In 2019, he teamed up with partners Josh Elias and Jason Groulx to launch his new venture. Elias was a skilled software designer. Groulx, meanwhile, was executive chef at the Shore Club and impressed Lemoine with his ability to calmly manage dozens of people amid the chaos of a busy kitchen – a talent that made him the perfect fit for the role of VP of operations.
A year later, Toronto-based Kole Hicks, the former VP of marketing at car service software platform AutoServe1, came on board as chief revenue officer.
The founders spent two and a half years honing the platform and cultivating their partnership with Equifax, a key relationship that sees the firms collaborate on “soft-pull” technology that allows dealers to conduct credit checks without negatively affecting buyers’ credit scores.
To seal that deal, Autocorp had to prove it could meet the global credit reporting agency’s rigorous legal, security and compliance standards. Lemoine says it was no mean feat.
“We were doing something that had never been done before in our country,” he explains.
“There’s so many times where you ask yourself, ‘Is this even worth it?’ You’ve got to just wake up every day and reaffirm your mission.”

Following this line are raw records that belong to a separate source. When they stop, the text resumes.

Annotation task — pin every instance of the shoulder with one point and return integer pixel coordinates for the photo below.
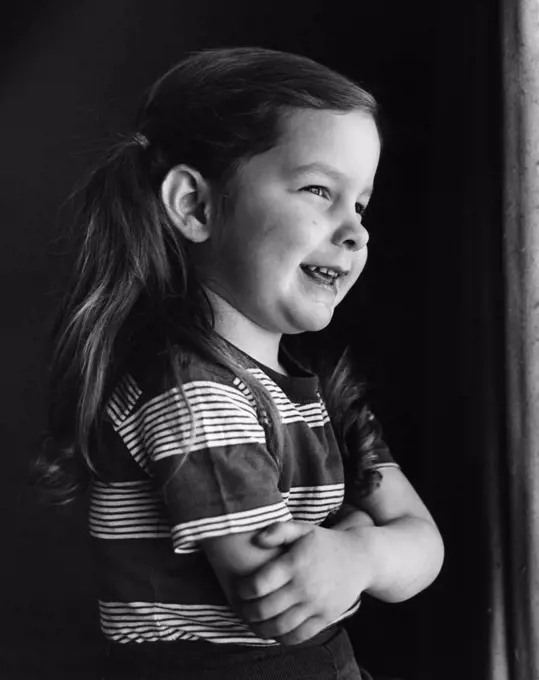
(162, 371)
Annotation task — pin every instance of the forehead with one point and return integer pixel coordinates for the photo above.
(347, 140)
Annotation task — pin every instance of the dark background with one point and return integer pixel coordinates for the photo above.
(424, 321)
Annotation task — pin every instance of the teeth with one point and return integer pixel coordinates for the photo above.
(324, 270)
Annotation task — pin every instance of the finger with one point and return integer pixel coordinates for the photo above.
(282, 533)
(272, 576)
(269, 607)
(282, 625)
(305, 631)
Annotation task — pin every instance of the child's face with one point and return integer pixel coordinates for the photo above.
(297, 205)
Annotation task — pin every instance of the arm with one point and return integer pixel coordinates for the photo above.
(390, 548)
(403, 547)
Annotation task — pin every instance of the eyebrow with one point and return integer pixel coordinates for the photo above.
(328, 170)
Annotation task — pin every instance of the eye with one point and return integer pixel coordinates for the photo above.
(360, 209)
(317, 190)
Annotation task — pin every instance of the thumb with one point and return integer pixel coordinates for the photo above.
(282, 533)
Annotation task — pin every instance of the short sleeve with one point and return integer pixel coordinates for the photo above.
(207, 452)
(379, 454)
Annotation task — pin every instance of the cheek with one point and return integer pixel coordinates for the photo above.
(357, 269)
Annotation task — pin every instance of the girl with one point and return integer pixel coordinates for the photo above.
(232, 216)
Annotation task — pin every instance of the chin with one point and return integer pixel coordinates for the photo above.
(309, 324)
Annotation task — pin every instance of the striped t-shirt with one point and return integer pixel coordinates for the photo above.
(153, 504)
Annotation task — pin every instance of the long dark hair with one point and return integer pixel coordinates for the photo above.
(133, 287)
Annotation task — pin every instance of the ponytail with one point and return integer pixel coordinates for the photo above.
(125, 255)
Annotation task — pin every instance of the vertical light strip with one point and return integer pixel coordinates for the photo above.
(520, 26)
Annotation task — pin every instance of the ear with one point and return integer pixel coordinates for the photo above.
(186, 197)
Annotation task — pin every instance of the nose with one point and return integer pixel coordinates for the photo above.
(351, 234)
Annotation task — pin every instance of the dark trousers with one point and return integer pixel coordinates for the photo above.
(328, 657)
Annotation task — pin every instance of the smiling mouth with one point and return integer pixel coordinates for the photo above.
(325, 276)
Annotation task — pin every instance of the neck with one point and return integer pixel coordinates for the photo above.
(245, 334)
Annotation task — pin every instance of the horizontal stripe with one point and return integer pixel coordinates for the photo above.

Andrew Lemoine – co-founder and CEO of Autocorp.ai
“There’s so many times where you ask yourself, ‘Is this even worth it?’ You’ve got to just wake up every day and reaffirm your mission. It’s got to be that excitement that pulls you out of bed or you’re going to give up.”
In January 2021, the software was finally ready to hit the market. By then, the pandemic had forced the car industry to hit the gas pedal on its transition to e-commerce as dealers across North America were forced to shut their showroom doors.

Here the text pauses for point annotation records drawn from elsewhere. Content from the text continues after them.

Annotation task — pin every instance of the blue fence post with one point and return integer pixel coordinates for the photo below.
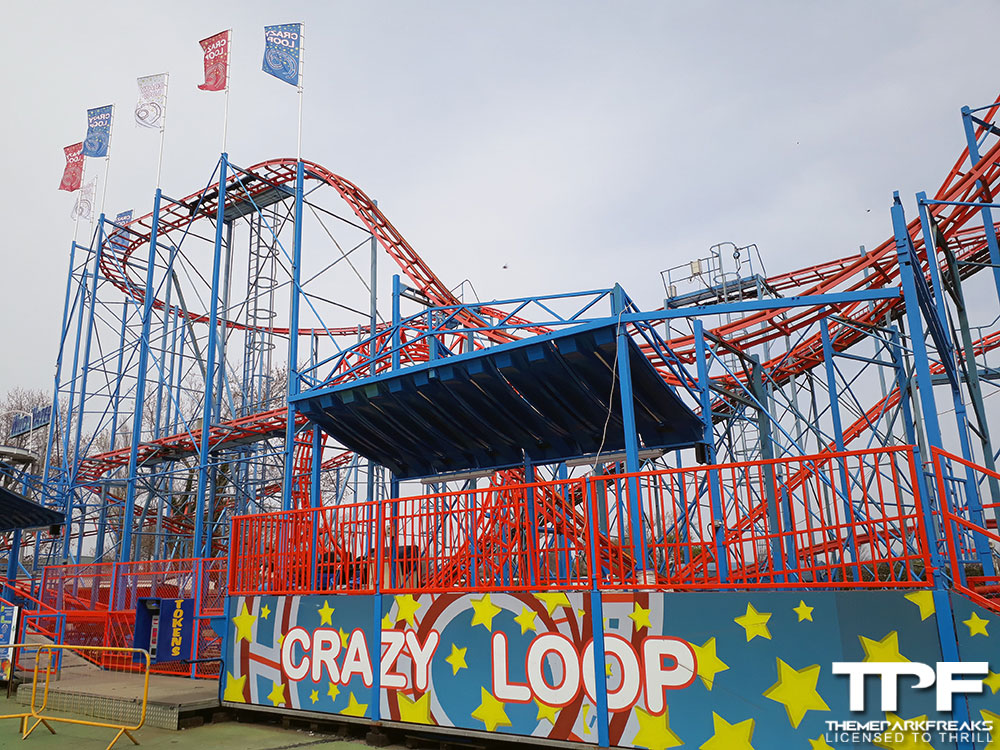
(714, 487)
(637, 526)
(597, 622)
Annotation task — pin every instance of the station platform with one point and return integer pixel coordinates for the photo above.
(85, 690)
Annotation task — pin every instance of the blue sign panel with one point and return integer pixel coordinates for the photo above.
(164, 628)
(281, 51)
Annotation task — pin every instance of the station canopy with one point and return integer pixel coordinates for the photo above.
(546, 397)
(18, 512)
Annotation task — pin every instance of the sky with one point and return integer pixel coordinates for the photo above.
(530, 147)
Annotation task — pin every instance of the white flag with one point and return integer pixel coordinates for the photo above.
(151, 108)
(84, 208)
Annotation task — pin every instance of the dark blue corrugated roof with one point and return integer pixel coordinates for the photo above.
(18, 512)
(548, 396)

More than 300 dealers across Canada have since signed on to Autocorp’s platform, and the company cracked the $1-million mark in annual recurring revenues in its first year.

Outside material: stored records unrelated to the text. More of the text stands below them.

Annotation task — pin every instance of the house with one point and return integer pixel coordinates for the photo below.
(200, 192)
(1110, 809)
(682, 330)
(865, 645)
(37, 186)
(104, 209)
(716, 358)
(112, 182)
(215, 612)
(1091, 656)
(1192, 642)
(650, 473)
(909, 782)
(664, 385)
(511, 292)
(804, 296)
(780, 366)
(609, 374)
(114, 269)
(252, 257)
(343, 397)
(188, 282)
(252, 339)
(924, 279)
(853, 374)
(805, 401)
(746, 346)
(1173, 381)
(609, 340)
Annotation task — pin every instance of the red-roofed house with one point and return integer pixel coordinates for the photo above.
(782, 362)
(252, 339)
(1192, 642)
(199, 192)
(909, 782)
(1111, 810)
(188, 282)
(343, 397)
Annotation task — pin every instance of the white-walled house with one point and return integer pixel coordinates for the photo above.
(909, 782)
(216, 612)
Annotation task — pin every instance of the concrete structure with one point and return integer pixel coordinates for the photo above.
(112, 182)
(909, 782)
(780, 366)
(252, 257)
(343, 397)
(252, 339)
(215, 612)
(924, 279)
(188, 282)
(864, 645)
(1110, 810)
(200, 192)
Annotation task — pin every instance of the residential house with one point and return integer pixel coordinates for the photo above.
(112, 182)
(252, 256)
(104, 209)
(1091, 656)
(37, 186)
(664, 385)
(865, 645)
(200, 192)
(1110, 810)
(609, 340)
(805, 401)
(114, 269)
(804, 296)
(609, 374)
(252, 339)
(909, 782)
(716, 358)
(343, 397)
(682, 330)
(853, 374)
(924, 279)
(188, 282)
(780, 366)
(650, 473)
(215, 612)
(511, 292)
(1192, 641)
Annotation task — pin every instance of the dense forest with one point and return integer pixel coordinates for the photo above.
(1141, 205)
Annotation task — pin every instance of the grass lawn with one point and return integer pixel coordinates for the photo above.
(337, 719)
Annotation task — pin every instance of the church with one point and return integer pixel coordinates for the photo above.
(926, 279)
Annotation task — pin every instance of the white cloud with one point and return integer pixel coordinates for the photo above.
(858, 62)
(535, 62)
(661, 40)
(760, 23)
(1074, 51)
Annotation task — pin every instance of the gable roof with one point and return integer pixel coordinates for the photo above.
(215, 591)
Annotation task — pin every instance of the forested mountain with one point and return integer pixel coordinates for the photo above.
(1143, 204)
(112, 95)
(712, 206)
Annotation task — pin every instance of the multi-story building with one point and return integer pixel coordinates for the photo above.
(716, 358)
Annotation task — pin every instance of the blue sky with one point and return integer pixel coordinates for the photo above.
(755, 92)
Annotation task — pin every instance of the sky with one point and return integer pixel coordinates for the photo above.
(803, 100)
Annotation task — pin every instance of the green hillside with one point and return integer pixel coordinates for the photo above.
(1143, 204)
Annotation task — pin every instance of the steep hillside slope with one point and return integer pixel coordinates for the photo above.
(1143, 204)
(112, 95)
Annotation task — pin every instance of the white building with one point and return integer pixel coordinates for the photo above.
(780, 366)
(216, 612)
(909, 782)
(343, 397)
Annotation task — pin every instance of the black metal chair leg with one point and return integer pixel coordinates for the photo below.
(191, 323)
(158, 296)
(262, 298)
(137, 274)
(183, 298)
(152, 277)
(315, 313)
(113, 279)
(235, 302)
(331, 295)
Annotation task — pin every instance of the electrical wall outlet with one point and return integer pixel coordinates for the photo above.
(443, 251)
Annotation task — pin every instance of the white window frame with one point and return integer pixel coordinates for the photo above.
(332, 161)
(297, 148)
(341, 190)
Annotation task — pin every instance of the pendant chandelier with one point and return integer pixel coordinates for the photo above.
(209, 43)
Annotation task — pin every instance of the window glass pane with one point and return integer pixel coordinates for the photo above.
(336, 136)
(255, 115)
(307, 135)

But Lemoine says the firm is still at the starting line.
He expects the software to be a fixture in more than 1,000 dealerships nationwide by the end of 2022. Autocorp is eyeing a move into the U.S. market this summer, and Lemoine says the company is on pace for a five- to sevenfold increase in revenues in its second year.
The company helped car buyers land more than $100 million in loans last year, a figure Lemoine expects will balloon to $1 billion in the not-too-distant future.
Eyeing VC investors
“We’re really just at that hockey-stick-growth stage,” he says.
Now at 31 employees, the venture was initially fuelled by less than $1 million in seed capital from friends, family and the founders themselves. Lemoine says Autocorp is close to finalizing a larger round funded by investors that include Canadian and U.S. venture capital firms as well as prominent local angels.
Meanwhile, the company keeps fine-tuning its products. It’s now developing an app that will let consumers verify their income, driver’s licence and other information on their smartphone, and it’s also working on integrating major banks into the platform so loans can be approved faster and more efficiently.
The software has caught the eye of related retailers such as snowmobile and boat dealerships, Lemoine adds. But even though he says the platform could easily be adapted for such customers, for now he and his partners are happy to stay in their current lane.
“We have a pretty aggressive focus right now on the automotive industry,” Lemoine says. “It’s the industry we know the most and that we’re seeing the most growth for.
“This model 100 per cent is going to become the default model. We hope that obviously we can get as much market share (as possible) because we really feel like we pioneered a lot of this.”